14 chambres stériles ultramodernes
Pour Patricia Adam, députée PS de Brest-centre : « C est la première fois que je vois une telle unité, quelle que soit la couleur politique. Les enfants et la santé nous font dépasser les clivages traditionnels. Elle souligne : ce rendez-vous, c'est l'occasion d'être enfin entendus. Roselyne Bachelot doit comprendre qu'il existe une particularité géographique : Brest se situe à 250 km de Rennes ! C'est beaucoup. »
« Je suis dans un état d'esprit positif », affirme André Civray, président de Céline et Stéphane. L'association s'est battue durant quatorze ans pour que le service de greffes voit le jour à Brest, notamment à destination des enfants. Elle a financé de nombreux équipements dans les chambres pour rompre l'isolement des malades et elle met gratuitement un appartement à disposition des familles.

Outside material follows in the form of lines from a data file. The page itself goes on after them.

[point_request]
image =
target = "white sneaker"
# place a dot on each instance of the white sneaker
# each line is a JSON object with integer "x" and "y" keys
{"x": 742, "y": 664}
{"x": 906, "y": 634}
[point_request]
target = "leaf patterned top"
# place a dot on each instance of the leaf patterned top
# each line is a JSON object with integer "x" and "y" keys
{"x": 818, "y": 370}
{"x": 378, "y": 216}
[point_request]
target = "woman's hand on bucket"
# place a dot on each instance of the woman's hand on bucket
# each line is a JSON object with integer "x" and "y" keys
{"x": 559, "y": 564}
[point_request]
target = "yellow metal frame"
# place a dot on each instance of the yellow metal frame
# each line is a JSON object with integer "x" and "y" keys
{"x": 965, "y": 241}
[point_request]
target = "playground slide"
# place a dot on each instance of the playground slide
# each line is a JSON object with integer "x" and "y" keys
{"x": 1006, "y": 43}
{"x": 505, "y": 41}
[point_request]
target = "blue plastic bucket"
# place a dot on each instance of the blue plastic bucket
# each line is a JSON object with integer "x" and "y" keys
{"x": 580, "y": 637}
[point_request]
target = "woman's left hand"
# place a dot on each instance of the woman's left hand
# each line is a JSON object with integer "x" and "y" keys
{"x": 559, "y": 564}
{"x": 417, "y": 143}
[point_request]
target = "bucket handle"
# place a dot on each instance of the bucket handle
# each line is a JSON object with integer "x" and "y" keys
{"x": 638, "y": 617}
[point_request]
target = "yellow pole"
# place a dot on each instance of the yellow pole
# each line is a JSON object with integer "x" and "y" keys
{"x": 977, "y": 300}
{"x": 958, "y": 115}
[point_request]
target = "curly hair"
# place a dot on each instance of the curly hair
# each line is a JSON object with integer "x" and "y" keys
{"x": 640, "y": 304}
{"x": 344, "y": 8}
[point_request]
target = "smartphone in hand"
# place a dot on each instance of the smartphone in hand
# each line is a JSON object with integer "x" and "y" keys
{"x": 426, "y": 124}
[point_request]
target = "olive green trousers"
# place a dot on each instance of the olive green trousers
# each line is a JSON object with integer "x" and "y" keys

André Civray rappellera la qualité du service brestois et des 14 chambres stériles. « Elles sont ultramodernes. Il n'y a aucun investissement à réaliser, au contraire de Rennes. » Un argument qui pourrait peser dans la balance, à une époque où la recherche d'économies est pressante. À moins qu'un miracle...
Laurence GUILMO.
L'association Céline et Stéphane et la ville de Brest organise un rassemblement en faveur du maintien des allogreffes et neurochirurgie pédiatriques, samedi 17, à 11 h, place de la Liberté.